In an unexpected move, Los Angeles Mayor Eric Garcetti said Wednesday that a planned funding increase for LAPD has been canceled and the city will likely seek as much as $150 million in further cuts, with the money used for “reinvesting in black communities and communities of color.”
“This is bigger than just a budget, but I want you to know we will not be increasing our police budget. How can we at this moment?” Garcetti said in public remarks Wednesday night. Garcetti said he has now tasked the city to “identify $250 million in cuts, so we could invest in jobs, in health, in education, and in healing. And that those dollars need to be focused on our black community here in Los Angeles, as well as communities of color, and women, and people who have been left behind, for too long.”
While LAPD won’t bear the full brunt of those cuts, according to the Los Angeles times, it will likely see reductions of between $100 and $150 million.
Prior to the announcement, the city was actually planning a 7% increase in funding for LAPD, which would have given the department approximately 53% of the city’s general fund. This despite the fact that major cuts were planned for other essential services due to budget shortfalls caused by the COVID-19 pandemic shutdowns.
That proposed budget was hotly criticized when it was announced in April — particularly because it included an increase in bonuses for police officers, again despite the deep cuts proposed to other necessary services. The shutdown (which kept the majority of Angelenos quarantined in their homes) muted those criticisms somewhat, but that changed last week after the eruption of massive nationwide protests inspired by the death of George Floyd.
Among other things, activists demanded that the city budget be replaced with the so-called “People’s Budget,” a proposal that calls for defunding LAPD and reallocating the money to mental health services, rent forgiveness for people affected by the shutdowns, and housing for homeless people, among other things. Even so, those demands may have gone unanswered but for a boost from an unexpected source: LAPD Chief Michel Moore, who during a press conference on Monday said that looters were just as culpable for the death of George Floyd as the police officers who murdered him.

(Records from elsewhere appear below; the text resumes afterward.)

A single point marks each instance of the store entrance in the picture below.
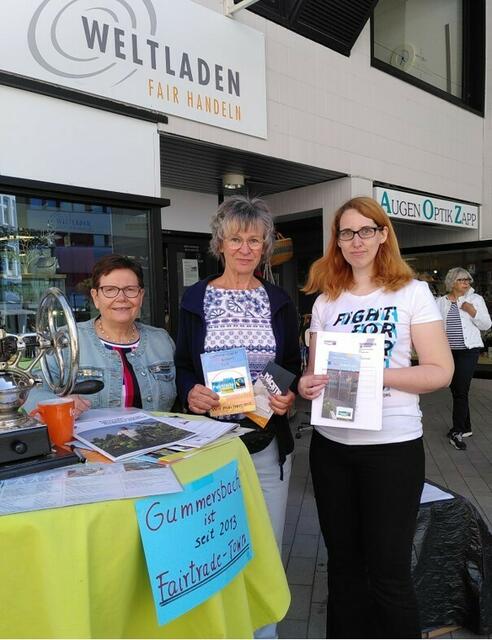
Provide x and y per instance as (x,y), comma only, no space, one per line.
(185,261)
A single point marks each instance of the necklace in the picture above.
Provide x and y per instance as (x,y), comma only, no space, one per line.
(132,338)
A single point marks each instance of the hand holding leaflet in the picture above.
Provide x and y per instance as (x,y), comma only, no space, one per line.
(227,374)
(353,396)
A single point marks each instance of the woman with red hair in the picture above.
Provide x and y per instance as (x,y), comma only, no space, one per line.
(367,483)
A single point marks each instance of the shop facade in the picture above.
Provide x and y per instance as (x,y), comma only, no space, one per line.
(304,119)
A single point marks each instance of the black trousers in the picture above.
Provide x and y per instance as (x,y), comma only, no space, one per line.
(465,361)
(368,498)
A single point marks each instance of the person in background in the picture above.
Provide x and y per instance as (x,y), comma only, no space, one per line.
(134,361)
(238,309)
(367,483)
(465,314)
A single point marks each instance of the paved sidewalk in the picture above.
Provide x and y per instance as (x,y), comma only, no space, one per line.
(468,473)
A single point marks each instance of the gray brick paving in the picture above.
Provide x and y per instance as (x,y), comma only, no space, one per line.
(468,473)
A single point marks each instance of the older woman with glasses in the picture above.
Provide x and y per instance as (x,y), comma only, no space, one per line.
(239,309)
(465,314)
(134,361)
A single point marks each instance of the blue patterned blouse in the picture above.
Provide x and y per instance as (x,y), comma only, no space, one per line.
(240,318)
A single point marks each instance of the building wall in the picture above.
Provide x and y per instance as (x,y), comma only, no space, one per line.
(52,140)
(189,210)
(339,113)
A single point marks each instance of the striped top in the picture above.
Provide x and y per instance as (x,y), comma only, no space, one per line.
(454,328)
(130,391)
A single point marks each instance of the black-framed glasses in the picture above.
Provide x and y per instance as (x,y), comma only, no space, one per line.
(235,243)
(110,291)
(364,233)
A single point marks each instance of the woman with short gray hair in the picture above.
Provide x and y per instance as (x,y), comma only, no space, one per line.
(239,309)
(465,314)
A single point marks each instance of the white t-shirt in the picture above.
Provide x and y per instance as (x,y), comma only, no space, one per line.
(391,313)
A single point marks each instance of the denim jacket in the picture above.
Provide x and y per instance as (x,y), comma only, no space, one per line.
(152,361)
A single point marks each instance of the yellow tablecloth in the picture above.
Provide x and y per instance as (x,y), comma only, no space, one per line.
(79,572)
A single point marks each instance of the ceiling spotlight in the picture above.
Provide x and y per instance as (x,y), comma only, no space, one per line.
(232,181)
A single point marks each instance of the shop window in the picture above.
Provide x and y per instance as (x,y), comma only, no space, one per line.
(55,243)
(440,48)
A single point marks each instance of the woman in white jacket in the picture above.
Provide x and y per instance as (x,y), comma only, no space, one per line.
(465,314)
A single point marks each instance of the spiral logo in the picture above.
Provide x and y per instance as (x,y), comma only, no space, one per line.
(73,39)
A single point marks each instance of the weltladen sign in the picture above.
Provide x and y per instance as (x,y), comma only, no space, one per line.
(171,56)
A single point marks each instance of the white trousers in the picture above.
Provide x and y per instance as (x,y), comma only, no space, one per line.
(275,492)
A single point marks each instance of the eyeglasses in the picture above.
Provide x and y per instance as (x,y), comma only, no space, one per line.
(364,233)
(235,243)
(109,291)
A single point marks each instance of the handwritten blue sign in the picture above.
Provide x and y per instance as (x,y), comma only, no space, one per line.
(195,542)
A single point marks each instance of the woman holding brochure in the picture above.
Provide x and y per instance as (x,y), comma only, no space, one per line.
(239,309)
(367,482)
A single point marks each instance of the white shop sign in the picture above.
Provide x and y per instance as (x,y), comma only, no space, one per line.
(413,207)
(171,56)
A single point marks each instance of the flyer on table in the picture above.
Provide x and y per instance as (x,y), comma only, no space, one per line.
(353,396)
(227,374)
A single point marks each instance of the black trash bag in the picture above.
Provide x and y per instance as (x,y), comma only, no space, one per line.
(452,566)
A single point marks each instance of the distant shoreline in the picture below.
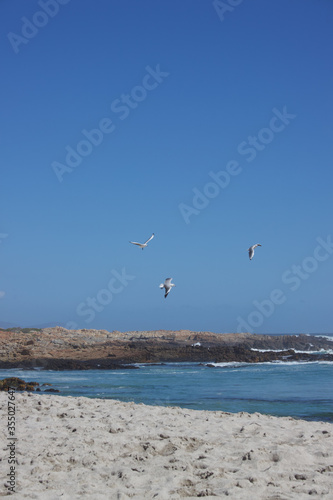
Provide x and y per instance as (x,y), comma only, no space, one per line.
(60,349)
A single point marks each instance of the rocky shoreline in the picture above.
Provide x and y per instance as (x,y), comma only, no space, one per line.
(60,349)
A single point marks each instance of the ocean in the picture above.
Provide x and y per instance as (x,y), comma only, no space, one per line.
(296,389)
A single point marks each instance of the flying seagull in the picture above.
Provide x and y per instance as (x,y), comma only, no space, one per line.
(251,250)
(167,285)
(143,245)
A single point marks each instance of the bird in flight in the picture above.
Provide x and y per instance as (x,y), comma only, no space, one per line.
(143,245)
(251,250)
(167,285)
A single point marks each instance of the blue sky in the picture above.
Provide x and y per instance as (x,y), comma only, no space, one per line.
(182,93)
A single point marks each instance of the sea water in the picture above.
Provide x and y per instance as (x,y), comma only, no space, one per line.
(297,389)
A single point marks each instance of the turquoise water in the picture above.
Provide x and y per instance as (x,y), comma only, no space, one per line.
(301,390)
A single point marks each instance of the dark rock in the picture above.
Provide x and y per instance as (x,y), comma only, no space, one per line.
(18,384)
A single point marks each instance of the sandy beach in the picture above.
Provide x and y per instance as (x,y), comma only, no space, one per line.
(70,448)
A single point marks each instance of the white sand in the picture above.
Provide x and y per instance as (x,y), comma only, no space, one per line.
(71,448)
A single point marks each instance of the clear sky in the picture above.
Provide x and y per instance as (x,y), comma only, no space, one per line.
(210,126)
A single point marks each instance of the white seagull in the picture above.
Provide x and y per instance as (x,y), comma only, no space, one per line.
(251,250)
(143,245)
(167,285)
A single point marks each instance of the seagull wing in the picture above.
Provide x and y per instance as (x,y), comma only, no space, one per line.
(152,236)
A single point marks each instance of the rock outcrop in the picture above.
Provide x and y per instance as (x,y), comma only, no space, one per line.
(60,349)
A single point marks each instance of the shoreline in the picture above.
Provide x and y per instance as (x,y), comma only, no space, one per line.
(61,349)
(72,447)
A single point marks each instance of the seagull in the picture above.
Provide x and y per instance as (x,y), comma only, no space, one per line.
(143,245)
(251,250)
(167,285)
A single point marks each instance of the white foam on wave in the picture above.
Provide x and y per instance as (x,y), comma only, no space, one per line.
(234,364)
(321,351)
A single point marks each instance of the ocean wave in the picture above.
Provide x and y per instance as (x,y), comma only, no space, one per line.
(235,364)
(321,351)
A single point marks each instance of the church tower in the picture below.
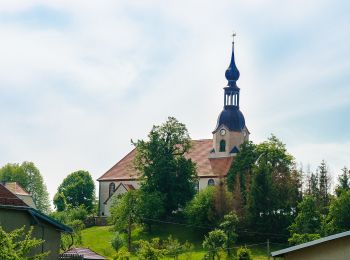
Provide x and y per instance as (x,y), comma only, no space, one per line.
(230,131)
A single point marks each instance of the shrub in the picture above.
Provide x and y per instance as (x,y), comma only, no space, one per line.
(244,253)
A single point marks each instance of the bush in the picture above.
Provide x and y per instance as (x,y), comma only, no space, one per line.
(117,241)
(244,253)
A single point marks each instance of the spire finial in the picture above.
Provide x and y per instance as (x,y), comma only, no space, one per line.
(233,37)
(232,73)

Moore’s comments sparked a huge backlash, with Ava DuVernay and actress Kimrie Lewis among his angriest critics, and on Tuesday morning he said he misspoke and then apologized. Alas, it appeared that apology was not accepted; on Tuesday afternoon, the LAPD commission held a public forum hosted on Zoom which very quickly became dominated by nonstop, often hilariously profane demands that Moore resign and LAPD be defunded.
In the end, Garcetti didn’t enact the “people’s budget,” but the reversal is hard to see as anything but a response to all of that.